Wednesday, April 18, 2007

Instruments


Two weeks ago, I was standing in Covent Garden at rush hour, and I noticed an enormous crowd. I wandered over to see what the fuss was about. In the middle of the crowd stood a woman who had painted herself completely pink (hair, face, clothing, the whole bit) and was standing in various poses, like a live mannequin in a store window. The crowd was captivated. I was confused. People, I thought, will watch anything.

Apparently not. Thanks to Thought Bubbles, I just read this Washington Post article about violinist Joshua Bell playing his Stradivarius in the DC subway to no notice at all. Read the article. It's beautifully written and completely fascinating, both in the discussion of what it means to perform and what it means to hear a performance. But I'm not at all sure about its incredulous observation that most of the hundreds of people who heard Bell's performance were oblivious to its power. I'm idealistic. I think the power of brilliance will strike home and I don't think you need shouts of "Bravo!" to know it.

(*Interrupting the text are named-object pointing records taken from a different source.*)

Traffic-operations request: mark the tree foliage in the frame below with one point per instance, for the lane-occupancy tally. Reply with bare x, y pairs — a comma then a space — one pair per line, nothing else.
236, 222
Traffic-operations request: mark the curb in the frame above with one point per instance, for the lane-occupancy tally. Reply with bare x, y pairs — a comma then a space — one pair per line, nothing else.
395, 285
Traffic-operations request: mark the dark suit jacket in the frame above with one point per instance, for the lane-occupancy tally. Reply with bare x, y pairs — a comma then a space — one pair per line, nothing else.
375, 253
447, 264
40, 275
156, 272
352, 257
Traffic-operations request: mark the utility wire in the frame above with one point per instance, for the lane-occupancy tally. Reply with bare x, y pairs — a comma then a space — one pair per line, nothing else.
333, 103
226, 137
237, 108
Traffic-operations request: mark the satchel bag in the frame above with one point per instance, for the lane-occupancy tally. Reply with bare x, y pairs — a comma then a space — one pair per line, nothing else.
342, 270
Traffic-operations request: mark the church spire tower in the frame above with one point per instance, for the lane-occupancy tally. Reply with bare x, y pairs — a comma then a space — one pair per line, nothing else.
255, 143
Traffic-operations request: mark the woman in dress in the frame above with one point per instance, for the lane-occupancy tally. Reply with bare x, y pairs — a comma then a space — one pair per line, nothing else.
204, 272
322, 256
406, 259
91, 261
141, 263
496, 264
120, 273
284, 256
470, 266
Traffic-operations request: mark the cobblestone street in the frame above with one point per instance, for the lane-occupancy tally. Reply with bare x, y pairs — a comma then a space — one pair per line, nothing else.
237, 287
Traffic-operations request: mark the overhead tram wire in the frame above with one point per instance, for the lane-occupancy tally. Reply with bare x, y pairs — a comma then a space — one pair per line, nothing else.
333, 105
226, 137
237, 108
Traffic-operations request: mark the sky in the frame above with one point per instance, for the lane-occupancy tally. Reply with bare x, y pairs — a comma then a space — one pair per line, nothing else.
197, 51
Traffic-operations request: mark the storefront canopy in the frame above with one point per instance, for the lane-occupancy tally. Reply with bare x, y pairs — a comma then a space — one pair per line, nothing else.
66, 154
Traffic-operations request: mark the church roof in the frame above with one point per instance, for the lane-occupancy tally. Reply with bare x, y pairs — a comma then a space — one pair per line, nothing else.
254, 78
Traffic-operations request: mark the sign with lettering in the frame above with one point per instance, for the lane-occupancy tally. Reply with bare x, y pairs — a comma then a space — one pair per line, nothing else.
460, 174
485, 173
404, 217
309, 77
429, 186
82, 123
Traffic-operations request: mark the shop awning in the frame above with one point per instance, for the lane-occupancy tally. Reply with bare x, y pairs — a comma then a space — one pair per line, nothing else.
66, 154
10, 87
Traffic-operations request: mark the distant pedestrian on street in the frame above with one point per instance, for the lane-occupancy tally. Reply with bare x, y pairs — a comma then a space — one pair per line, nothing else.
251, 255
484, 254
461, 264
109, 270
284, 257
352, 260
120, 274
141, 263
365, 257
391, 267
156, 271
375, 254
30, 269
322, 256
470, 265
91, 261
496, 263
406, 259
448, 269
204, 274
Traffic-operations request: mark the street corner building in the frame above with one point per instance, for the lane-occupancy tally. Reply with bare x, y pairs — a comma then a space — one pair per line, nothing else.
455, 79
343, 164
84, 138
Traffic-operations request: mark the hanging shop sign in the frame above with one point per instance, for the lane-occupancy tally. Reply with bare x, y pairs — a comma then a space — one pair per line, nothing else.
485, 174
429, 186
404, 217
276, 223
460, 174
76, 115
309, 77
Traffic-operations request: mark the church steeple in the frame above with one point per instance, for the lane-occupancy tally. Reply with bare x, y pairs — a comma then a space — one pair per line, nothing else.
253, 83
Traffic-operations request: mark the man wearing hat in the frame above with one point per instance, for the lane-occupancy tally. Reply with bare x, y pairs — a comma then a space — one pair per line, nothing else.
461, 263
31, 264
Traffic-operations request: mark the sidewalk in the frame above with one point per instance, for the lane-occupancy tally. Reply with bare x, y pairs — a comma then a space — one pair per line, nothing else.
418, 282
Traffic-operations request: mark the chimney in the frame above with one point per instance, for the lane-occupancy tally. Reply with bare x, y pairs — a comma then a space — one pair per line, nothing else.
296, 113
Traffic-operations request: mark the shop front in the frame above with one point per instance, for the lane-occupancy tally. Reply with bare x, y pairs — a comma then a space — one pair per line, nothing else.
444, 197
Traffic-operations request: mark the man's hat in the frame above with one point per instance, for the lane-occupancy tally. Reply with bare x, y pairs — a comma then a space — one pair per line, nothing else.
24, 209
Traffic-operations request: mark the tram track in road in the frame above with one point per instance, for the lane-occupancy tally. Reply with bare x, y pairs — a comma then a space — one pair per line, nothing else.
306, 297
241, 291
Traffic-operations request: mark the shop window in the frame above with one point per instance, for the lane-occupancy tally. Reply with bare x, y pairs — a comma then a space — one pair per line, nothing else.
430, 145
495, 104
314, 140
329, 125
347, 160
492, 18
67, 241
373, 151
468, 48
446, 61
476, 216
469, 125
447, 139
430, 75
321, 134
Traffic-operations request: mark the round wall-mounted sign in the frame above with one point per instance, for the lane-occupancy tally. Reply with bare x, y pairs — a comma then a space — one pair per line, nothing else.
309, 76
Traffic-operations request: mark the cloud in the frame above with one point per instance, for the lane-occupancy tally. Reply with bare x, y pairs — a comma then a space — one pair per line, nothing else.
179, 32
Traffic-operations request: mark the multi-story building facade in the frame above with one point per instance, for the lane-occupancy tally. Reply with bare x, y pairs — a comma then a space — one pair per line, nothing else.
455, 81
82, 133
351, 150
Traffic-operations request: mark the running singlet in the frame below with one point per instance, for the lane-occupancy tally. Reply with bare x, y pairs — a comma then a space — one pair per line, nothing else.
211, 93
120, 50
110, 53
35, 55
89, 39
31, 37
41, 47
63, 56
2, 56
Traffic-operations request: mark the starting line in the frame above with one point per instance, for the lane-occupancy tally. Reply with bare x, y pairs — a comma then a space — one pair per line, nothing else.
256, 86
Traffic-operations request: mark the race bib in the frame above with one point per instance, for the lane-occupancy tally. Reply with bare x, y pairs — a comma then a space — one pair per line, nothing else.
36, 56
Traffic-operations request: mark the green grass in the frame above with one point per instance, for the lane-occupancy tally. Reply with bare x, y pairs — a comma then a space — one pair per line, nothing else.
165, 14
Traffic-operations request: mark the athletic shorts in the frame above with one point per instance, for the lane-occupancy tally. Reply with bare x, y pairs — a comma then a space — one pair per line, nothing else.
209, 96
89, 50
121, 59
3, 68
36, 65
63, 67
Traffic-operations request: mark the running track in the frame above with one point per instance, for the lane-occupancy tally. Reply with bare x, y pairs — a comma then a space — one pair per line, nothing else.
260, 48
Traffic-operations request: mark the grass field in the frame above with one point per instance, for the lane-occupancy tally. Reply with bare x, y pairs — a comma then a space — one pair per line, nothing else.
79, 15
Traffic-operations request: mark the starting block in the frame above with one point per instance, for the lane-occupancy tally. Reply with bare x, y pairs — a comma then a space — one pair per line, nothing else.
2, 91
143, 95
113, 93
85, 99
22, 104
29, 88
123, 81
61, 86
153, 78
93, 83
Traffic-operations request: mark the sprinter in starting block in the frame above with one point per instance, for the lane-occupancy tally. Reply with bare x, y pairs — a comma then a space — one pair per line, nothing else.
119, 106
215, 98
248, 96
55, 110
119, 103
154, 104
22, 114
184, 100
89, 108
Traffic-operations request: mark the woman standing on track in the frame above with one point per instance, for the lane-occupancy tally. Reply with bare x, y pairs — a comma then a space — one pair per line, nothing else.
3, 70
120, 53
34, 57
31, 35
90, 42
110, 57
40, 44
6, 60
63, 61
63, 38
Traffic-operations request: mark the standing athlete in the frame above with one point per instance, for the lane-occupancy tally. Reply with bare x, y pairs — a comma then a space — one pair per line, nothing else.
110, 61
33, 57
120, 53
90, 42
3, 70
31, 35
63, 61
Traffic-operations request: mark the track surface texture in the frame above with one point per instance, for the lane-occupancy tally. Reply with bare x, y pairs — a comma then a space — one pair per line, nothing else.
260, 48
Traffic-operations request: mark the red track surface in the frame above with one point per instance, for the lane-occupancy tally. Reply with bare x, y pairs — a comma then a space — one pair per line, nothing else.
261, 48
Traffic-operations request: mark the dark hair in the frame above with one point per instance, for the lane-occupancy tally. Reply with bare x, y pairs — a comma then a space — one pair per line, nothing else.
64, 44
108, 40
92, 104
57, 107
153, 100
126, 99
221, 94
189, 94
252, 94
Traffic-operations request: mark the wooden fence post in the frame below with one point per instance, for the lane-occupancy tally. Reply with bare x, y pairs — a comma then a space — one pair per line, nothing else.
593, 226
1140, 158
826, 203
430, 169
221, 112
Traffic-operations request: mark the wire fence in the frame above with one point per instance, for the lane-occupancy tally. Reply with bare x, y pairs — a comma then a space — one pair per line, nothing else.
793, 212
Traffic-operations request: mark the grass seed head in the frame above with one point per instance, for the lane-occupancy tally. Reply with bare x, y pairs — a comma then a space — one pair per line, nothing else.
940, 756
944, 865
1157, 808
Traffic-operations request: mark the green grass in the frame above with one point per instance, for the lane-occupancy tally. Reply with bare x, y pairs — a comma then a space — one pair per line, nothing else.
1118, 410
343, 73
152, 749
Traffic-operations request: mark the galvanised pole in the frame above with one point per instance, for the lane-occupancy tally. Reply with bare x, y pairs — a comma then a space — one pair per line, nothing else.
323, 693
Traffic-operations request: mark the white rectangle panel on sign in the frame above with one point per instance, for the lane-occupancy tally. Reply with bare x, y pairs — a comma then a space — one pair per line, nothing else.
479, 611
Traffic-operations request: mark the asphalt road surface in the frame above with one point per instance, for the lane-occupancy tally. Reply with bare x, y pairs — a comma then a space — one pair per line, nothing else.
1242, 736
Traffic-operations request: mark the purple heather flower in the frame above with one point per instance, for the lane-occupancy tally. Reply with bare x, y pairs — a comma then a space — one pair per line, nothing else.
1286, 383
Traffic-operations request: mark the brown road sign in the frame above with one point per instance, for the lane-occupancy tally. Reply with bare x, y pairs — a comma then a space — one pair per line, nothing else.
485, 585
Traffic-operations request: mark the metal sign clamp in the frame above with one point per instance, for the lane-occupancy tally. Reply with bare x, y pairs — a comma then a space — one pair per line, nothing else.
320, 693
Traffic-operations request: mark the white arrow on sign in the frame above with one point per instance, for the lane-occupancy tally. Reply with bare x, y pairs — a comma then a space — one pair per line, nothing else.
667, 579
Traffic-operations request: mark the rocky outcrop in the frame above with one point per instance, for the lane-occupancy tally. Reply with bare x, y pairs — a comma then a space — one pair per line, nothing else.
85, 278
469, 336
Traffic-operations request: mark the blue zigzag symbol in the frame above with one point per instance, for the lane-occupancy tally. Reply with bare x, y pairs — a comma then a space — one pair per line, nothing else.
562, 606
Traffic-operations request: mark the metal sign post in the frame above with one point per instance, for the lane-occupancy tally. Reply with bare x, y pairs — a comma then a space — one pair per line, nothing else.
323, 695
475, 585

Because I'm completely self-involved, I couldn't help contemplating, after I read the Post piece, the quiet performance of academic work. Unless I'm running through messy little free-writing paragraphs, I'm not, when I write things, writing them out for myself. I'm writing them out so other people can read them. If that were not the case, then my dissertation would read as I often wish it could: "X is the case. Trust me. I just know it is. The End." That dissertation would be absurdly arrogant and not at all useful to the field, but my god it would save a lot of time and trouble.

That won't work because writing is, in many ways, a performance. It's a demonstration of what we know to be true. It's an illustration of how we came to that conclusion for those lucky enough not to be stuck in our heads with us. And it's a performance destined to be met with silence every single time. Maybe some people read it and get very excited and you get some recognition. Or maybe some people read it, get very excited, and you never know it at all. Those are the good options. Regardless, academia is a constant exercise in learning to perform without applause. My heroes are historians and cultural critics who have never heard me exclaim over their genius. They do not know that they changed the order of things in my head. But they must know, as I do, that some of the best performances are received in a library, where standing ovations are frowned upon. They must know that dozens of people can walk through a DC subway and have the course of their day changed because Joshua Bell's music entered their consciousness, slid around a little, and fell back out as they went on their way.


The really lovely photo is by someone listed on wikimedia commons as "per from Norway."

2 Comments:

Blogger Horace said...

Funny, we may have been in Covent Garden at the same time (actually, three weeks ago for me), and the mannequins were silver and copper.

While I did not linger by the metallic mimery, I too read that Joshua Bell piece and wished that I had access to that street performing. That said, in the downstairs area of the Covent Garden market, there was an impromptu string quartet that I listened to for 15 minutes, and left a couple of pounds.

7:23 PM  
Blogger Acre said...

Nice to think of all of those people milling around Covent Garden as people I'd encounter again, in one way or another.

I found myself wondering if I would have stopped for Bell. I have a tendency to wander and explore and watch and listen that makes it likely, but I also have a tendency to wander and explore and watch and listen to pretty random things, so you never know.